To go further, ideas need collaborators. Rarely do great ideas become reality by the force of one person alone. And sometimes you need a way to prioritize what you’re working on. I know I use this method. It goes as follows:
Of the array of projects moving forward, there are always potentials on the backburner. The things that could get worked on. To help prioritize which ones do get worked on, when there’s a lack of collaborators, that can be a signal that says your time is better spent elsewhere. A project where others are involved and on it gets the love. A project that’s alone in the wilderness, starts and then stalls, or goes through periods of radio silence does not. Don’t sweat it and keep the focus on the things that stand the best chance of becoming reality.
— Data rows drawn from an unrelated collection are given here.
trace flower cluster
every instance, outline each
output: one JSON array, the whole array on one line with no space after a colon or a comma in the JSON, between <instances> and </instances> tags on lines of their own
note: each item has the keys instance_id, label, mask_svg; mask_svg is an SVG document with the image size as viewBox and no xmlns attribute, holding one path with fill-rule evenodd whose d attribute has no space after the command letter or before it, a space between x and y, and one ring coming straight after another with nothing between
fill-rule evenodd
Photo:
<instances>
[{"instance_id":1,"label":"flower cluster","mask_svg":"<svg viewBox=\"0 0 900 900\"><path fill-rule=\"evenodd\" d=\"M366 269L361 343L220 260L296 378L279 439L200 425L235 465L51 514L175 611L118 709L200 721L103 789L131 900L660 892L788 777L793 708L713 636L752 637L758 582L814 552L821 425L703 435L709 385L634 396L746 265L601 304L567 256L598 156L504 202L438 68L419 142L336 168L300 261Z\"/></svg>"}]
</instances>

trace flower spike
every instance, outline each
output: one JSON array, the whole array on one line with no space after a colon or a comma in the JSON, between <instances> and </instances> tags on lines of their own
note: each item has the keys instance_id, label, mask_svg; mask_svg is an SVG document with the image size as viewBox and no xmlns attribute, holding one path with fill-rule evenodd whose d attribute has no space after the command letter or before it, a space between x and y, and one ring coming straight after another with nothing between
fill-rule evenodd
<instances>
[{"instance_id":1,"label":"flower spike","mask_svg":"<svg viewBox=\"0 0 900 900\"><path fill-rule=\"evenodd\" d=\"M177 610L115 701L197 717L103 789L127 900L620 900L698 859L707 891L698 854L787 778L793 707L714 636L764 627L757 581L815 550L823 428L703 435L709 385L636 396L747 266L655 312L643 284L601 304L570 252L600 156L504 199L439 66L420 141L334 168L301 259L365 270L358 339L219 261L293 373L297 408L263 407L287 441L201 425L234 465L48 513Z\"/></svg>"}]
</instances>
This isn’t a 100% black and white approach to execution. Few things are. But it can be a helpful guide.
daOMA at 10
In 10 years Design Alliance Omaha (daOMA) has brought some of the world’s best architects and designers to the city. Last night it was Michael Bierut. Before that Enrique Norten, Austin Howe, Jeanne Gang, Michael Rock, Yves Behar, Fritz Haeg, Paola Antonelli, Majora Carter, Craig Dykers, Walter Hood, Hani Rashid, Karim Rashid, Linda Loudermilk, Thom Mayne, and Bruce Mau. Inspiring, motivating, challenging, illuminating, and on and on. Here's to the next 10.
Antionette Carroll: Designing Inclusion & Equity
AIGA Nebraska has a couple great events coming up this week. Founder of the Creative Reaction Lab Antionette Carroll is visiting Omaha to talk inclusion and equity. She started AIGA National’s Diversity and Inclusion Initiative and will help further our local chapter’s mission to Embrace, Engage, and Empower the community. I’m very excited to learn more.
Lecture: Antionette Carroll
Friday, April 14, 2017 @ 7:30 pm
The Omaha Community Playhouse
Workshop: Designing Inclusion & Equity
Saturday, April 15, 2017 @ 8 am
Malcolm X Center
It’s not you, it’s me. I just don’t like your ideas.
In the to and fro of constant collaboration, you will not always mesh well with others. You shouldn’t. If you did, you’re probably a little too weak in the knees. But you work through it. You listen, speak, compromise, switch things up, go down different paths, and arrive at something everyone can get behind. After all, this is no place for ideologues. They’re the worst.